1 Introduction
With the increasing popularity of virtual machines and diversity of
Instruction Set Architectures (ISAs), dynamic binary translation is becoming ubiquitous. Dynamic binary translation enables applications built for a guest ISA to run on a host ISA machine, with uses in several areas. First, it can translate legacy or existing ISAs to enable migration into emerging ISA ecosystems where the guest and host ISAs differ. Second, it can instrument applications like DynamoRIO [
12] and Pin [
37] to obtain runtime information. Third, it can profile and optimize hot paths, like Dynamo [
6].
Regardless of its various purposes, translation efficiency is the primary design metric for all dynamic binary translation systems. Extensive research focuses on optimizing dynamic binary translation efficiency. Software techniques include register mapping [
35,
60], indirect branch target lookup [
16], arithmetic flag reduction [
22,
38], enhanced translation rules [
55,
61], and multi-threaded LLVM optimization [
10,
64]. Hardware optimizations include
Very Long Instruction Word (VLIW) [
9,
21,
33] and ISA extensions [
27,
36,
65]. These works identify specific types of translation overhead and significantly improve efficiency. Consequently, same-ISA dynamic binary translation systems like DynamoRIO and Pin demonstrate near-native efficiency, as well as similar-ISA systems like LATM [
67] and MamBox64 [
16,
17]. However, diverse ISA translation, especially
Complex Instruction Set Computer (CISC) to
Reduced Instruction Set Computer (RISC), in ExaGear [
28], Rosetta2 [
1,
2], XTA [
39], and LATX [
67], still has noticeable overhead that prevents near-native efficiency. Our study aligns with prior work [
7,
11] showing that
Dynamic Binary Translators (DBTs) like DynamoRIO, Pin, ExaGear, Rosetta, LATX, Box64, FEX, and QEMU spend more than 98.9% of execution time on translated code for computational workloads. As Figure
1 shows, more than 99% of DynamoRIO’s time is devoted to the execution of translated code. Less than 0.2% of the time involves DBT tasks like translation, disassembly, instrumentation (only for instrumentation tools), guest memory management, internal data management (e.g., branch table), and guest syscall emulation. This indicates the main overhead stems from translated code.

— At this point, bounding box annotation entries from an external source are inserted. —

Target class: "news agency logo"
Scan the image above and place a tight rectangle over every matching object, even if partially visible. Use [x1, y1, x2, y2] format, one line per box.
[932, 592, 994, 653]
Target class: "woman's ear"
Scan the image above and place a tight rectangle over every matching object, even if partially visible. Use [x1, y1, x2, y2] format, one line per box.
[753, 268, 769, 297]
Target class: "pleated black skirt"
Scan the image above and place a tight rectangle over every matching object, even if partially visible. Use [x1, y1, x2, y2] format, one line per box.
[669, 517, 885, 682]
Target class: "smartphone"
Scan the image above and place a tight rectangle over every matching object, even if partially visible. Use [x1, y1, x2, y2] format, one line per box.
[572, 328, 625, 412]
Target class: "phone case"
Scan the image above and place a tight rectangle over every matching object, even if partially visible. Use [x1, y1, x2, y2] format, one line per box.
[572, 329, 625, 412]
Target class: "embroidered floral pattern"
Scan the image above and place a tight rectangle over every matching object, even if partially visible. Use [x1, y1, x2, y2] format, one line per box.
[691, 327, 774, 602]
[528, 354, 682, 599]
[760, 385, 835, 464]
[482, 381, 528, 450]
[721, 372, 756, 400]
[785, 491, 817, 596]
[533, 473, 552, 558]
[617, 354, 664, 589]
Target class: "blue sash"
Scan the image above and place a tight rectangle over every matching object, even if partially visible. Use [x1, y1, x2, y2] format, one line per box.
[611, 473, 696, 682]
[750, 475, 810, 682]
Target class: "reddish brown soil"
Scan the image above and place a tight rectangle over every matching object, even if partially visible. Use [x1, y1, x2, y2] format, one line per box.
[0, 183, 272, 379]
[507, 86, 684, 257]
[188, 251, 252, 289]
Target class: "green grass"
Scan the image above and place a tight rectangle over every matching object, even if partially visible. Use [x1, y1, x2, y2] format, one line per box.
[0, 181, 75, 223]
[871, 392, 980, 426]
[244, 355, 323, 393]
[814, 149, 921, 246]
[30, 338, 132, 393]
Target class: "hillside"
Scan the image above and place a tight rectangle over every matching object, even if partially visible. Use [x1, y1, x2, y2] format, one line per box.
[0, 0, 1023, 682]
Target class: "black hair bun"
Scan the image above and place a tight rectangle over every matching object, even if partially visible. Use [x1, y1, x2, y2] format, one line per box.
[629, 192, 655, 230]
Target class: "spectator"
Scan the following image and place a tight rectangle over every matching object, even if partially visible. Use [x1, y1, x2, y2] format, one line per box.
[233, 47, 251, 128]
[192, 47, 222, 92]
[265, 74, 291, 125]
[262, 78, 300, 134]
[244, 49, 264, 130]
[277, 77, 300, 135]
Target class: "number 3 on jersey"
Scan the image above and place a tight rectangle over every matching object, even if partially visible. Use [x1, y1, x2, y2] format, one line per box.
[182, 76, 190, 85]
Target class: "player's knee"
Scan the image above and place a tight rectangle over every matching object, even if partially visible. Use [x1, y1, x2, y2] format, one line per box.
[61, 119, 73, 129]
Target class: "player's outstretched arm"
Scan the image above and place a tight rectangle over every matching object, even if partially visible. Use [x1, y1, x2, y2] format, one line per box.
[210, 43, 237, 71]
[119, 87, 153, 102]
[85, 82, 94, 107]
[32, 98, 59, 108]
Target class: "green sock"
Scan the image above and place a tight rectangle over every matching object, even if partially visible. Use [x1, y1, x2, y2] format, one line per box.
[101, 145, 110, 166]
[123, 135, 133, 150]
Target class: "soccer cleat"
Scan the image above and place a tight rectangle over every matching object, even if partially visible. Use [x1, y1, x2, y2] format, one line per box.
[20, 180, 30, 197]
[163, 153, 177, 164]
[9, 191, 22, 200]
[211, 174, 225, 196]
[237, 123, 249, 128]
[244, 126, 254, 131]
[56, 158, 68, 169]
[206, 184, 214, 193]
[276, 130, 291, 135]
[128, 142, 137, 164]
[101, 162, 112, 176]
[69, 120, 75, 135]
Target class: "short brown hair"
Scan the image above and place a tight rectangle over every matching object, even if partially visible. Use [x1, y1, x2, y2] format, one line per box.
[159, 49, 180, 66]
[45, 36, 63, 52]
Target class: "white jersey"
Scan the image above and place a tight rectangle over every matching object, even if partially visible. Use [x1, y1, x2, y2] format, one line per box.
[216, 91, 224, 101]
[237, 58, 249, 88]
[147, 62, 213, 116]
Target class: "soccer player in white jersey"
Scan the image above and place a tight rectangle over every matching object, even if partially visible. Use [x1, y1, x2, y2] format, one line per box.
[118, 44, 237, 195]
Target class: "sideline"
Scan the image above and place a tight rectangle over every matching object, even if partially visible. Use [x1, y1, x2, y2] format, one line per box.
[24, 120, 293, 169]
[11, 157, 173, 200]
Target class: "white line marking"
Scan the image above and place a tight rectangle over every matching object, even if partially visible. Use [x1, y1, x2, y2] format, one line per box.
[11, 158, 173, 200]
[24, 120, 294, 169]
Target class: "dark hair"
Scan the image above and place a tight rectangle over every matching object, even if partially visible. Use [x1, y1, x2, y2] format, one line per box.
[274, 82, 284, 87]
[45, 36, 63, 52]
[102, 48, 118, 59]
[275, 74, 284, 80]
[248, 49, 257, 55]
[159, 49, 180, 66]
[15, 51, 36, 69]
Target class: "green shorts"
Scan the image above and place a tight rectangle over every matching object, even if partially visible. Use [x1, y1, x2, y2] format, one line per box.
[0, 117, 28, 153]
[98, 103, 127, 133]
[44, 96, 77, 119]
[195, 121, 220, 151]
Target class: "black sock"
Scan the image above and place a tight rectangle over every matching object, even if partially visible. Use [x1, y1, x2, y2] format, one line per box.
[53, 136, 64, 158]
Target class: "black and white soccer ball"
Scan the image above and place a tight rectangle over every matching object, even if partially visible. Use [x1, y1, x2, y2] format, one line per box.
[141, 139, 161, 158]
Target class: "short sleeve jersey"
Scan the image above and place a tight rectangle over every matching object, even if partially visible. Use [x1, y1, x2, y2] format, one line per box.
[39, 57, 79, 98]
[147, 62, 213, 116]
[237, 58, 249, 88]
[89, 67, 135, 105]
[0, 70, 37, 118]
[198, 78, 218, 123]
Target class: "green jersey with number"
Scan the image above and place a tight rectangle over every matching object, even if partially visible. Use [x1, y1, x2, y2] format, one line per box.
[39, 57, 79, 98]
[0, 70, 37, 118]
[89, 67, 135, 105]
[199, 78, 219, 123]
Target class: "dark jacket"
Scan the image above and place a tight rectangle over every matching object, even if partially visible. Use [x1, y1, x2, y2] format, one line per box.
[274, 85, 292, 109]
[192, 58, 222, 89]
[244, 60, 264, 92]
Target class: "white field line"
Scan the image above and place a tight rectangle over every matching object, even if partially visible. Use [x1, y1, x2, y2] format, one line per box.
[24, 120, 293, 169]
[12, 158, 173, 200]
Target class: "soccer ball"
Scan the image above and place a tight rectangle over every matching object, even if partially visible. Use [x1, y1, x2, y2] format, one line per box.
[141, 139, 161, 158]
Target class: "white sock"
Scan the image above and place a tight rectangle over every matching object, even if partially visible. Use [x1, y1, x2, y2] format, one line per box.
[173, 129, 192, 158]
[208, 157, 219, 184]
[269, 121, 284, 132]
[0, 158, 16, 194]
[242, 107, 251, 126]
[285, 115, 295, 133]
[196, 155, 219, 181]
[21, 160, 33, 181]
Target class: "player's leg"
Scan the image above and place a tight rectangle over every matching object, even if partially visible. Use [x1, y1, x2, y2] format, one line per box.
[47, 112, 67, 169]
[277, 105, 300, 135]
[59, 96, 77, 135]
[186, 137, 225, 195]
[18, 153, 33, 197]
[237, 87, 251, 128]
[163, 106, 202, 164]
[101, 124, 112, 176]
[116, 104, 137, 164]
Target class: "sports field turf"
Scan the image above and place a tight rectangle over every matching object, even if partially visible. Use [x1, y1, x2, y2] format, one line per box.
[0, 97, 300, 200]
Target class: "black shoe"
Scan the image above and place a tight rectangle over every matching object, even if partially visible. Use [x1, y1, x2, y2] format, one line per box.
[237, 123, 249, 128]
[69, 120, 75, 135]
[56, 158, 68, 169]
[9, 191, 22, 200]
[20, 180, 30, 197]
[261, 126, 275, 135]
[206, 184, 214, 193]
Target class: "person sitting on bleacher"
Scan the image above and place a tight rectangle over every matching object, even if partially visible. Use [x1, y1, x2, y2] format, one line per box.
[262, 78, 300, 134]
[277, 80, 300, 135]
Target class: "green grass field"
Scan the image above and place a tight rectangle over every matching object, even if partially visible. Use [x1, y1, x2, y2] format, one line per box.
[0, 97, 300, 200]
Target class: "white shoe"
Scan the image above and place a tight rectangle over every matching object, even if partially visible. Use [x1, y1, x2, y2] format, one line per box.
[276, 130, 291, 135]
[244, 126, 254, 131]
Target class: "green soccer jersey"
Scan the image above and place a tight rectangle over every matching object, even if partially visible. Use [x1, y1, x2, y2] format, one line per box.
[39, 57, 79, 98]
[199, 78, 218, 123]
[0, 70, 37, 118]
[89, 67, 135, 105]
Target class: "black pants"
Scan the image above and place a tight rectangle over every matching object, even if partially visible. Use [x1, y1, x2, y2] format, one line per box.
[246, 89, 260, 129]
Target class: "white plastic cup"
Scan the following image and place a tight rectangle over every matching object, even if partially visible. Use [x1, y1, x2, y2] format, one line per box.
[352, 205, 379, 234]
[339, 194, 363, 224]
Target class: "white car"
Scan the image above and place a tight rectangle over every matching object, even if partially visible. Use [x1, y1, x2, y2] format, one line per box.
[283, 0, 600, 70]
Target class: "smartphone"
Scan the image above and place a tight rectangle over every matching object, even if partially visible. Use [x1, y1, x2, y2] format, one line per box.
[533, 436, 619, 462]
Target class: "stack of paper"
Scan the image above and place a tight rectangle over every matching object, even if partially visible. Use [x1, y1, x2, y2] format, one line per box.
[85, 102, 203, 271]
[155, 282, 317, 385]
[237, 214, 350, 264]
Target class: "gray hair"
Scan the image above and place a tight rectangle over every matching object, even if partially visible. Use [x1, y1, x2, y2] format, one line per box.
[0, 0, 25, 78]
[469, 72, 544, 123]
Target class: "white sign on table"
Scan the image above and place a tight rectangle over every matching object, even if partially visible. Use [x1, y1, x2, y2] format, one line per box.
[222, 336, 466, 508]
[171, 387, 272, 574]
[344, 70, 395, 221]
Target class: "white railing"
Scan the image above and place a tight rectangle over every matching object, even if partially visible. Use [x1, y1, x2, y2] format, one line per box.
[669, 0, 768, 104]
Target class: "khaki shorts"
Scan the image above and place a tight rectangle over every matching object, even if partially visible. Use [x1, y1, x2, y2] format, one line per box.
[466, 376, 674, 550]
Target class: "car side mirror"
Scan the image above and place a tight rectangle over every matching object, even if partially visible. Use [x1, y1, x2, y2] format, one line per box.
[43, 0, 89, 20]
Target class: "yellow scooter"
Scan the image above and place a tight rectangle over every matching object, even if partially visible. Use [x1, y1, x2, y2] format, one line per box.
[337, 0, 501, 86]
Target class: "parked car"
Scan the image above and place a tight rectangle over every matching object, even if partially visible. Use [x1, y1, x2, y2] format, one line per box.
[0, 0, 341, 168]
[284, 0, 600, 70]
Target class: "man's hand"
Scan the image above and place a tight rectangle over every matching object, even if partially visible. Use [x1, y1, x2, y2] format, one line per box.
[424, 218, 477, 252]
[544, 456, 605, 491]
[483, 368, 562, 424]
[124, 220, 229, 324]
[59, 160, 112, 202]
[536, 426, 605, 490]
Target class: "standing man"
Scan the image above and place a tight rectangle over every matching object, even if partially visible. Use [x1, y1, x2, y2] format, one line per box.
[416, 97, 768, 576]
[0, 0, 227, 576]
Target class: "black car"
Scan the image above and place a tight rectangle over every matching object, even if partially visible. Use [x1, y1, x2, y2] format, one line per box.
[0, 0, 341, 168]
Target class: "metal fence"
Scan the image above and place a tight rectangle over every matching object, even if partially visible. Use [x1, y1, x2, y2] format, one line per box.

Since most execution time involves dynamically translated code, conventional tools can find hot code segments but struggle to determine their origin. To elucidate the origin of overhead in dynamically translated code, we utilize the term inflation to describe the phenomenon wherein one guest instruction is translated into multiple host instructions. Overheads in translated code can be classified into two categories: the instruction semantic gap (e.g., floating-point translation) and limitations of the DBT mechanism (e.g., indirect branch table lookup), both of which lead to one-to-multiple translation. Consequently, inflation can encompass both categories of overhead.
We analyzed dynamic instruction inflation and performance across eight DBTs: The commercial ExaGear, Rosetta2,
2 LATX, and Pin, and open source DynamoRIO, Box64 [
46], FEX [
23], and QEMU [
8]. Figure
2(a) shows the performance slowdown (DBT execution time / native execution time) per system. DynamoRIO and Pin perform best by running x86_64 guest code natively, incurring little translation overhead. Still, they have more than 1.2x slowdowns due to the limitation of the DBT mechanism. The commercial DBTs ExaGear, Rosetta2, and LATX exhibit relatively minor performance slowdowns, whereas the open source solutions Box64 and FEX display moderate slowdowns, with QEMU showcasing a substantial performance decrease. Figure
2(b) illustrates the dynamic instruction inflation for these eight DBT systems, which is correlated with the performance slowdown. Linear regression in Figure
2(c) establishes the correlation, which determines that higher inflation indicates greater performance overhead.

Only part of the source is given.